Why does chemotherapy last so long?
Exactly how long your chemotherapy will last and whether it will be cyclical or continuous depends on the type of tumour, its progression and the planned treatment strategy (before surgery, after surgery, as the sole method or to treat metastases). The toxicity of the drug and the time needed to recover from its side effects is an important factor that is taken into account. The chemotherapy strategy is based on clinical trials and comparisons of different methods. Chemotherapy is typically prescribed in cycles, meaning that the body is given time to recuperate between doses of the drug. It’s possible that other drugs to combat the effects of chemotherapy may be prescribed during this time. The hope is that a specific number of cancer cells will be destroyed during each cycle and the tumour’s cell mass will have been reduced. How nice that would be if it were always true! Then you could continue the cycles until all of the cancer cells have been destroyed or until the body can no longer tolerate the side effects. However, things are quite different in real life. There will be patients whose tumours respond well to chemotherapy and the majority of their cancer cells will truly be destroyed, but there will also be patients whose prescribed therapy (according to guidelines and time-tested protocols) will be unsuccessful. The down time between chemotherapy treatments is necessary for the healthy cells to recuperate. Because tumour cells are genetically unstable, their regeneration takes longer than healthy cells. Chemotherapy can be administered as monotherapy (one drug) or as polytherapy (a combination of drugs). It can be delivered in one injection or as a long-term systemic infusion as an inpatient procedure (if the treatment is toxic or if the patient’s condition is grave), outpatient procedure (the therapy takes a couple of hours and the patient can go home afterward) or as a home treatment (topical creams, drugs taken orally). The specific treatment protocol determines how, how long, what type and how often chemotherapy is administered. Chemotherapy can be prescribed once a week or once every two, three or even four weeks. Sometimes the drugs are administered for several consecutive days or with weekly intervals. This first treatment is considered to be the first cycle and future therapy will continue after 2, 3 or 4 weeks. This is also dictated by the protocols.

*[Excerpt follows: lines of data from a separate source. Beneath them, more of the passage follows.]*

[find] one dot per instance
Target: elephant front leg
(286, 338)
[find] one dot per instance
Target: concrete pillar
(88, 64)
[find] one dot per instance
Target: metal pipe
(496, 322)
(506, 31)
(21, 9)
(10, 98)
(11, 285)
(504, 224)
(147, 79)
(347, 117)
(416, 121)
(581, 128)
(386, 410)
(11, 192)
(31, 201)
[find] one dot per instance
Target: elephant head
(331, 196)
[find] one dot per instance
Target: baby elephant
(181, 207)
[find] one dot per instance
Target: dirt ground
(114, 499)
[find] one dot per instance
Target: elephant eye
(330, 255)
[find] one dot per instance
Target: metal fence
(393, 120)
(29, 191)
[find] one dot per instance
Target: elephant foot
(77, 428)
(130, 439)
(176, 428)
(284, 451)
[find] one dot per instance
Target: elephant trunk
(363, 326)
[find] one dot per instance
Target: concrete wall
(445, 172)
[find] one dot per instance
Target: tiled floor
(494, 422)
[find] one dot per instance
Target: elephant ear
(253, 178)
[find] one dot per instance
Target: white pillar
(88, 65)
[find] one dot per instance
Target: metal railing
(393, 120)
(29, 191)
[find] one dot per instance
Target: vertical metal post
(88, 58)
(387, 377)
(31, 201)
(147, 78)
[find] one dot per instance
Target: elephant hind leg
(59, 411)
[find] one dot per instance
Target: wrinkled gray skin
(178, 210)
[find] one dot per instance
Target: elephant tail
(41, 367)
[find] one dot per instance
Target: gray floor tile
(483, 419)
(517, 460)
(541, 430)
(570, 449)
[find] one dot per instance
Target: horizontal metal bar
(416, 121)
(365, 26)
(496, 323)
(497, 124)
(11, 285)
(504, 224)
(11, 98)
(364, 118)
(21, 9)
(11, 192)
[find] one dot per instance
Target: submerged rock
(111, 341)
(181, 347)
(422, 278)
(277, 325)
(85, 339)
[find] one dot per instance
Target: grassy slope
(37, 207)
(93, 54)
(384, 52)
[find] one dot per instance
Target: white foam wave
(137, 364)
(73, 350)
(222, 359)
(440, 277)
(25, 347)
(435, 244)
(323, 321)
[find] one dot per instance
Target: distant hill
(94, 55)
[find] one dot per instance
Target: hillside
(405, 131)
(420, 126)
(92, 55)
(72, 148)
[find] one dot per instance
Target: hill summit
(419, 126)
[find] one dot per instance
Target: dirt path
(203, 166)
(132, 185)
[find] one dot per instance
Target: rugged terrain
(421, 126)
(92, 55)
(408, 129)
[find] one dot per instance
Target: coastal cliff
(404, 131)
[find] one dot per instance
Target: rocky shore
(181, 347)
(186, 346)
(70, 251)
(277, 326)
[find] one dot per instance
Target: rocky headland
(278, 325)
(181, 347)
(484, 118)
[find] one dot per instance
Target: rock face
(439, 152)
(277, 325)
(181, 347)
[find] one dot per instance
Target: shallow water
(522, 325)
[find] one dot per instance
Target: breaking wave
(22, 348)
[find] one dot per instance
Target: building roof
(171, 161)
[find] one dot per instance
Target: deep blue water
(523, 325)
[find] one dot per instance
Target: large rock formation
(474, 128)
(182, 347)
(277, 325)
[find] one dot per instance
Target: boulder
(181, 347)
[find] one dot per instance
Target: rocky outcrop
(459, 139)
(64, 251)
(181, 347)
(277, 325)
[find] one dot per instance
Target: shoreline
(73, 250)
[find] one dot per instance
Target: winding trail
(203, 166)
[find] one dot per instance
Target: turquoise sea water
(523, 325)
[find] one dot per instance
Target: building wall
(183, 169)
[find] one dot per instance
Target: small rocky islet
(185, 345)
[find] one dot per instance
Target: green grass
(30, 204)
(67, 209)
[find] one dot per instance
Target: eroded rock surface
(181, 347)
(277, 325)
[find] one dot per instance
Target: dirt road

How long and how many cycles are planned is also dictated by the protocols, which are based on years of clinical experience and the results of clinical studies. Adjuvant or preventative chemotherapy usually lasts from 4 to 6 months. In some cases, it may take up to a year (testicular tumours and lymphoma). However, the duration of the treatment isn’t etched in stone and can change depending on the situation. In the case of metastatic tumours, if the tumour disappears completely, therapy is continued for another 1 or 2 times. If the tumour decreases in size during therapy, but doesn’t completely disappear, chemotherapy is continued until serious side effects occur. If the tumour continues to grow or if new metastases appear during treatment, then chemotherapy is put on hold. In such cases, a different drug is chosen or perhaps a different method. Similarly, if a severe side effect occurs that is a previously known reaction to the specific drug being used, the treatment protocol can be changed. This is why you’re supposed to have regular appointments with your doctor, so you can discuss any problems you might have during your therapy.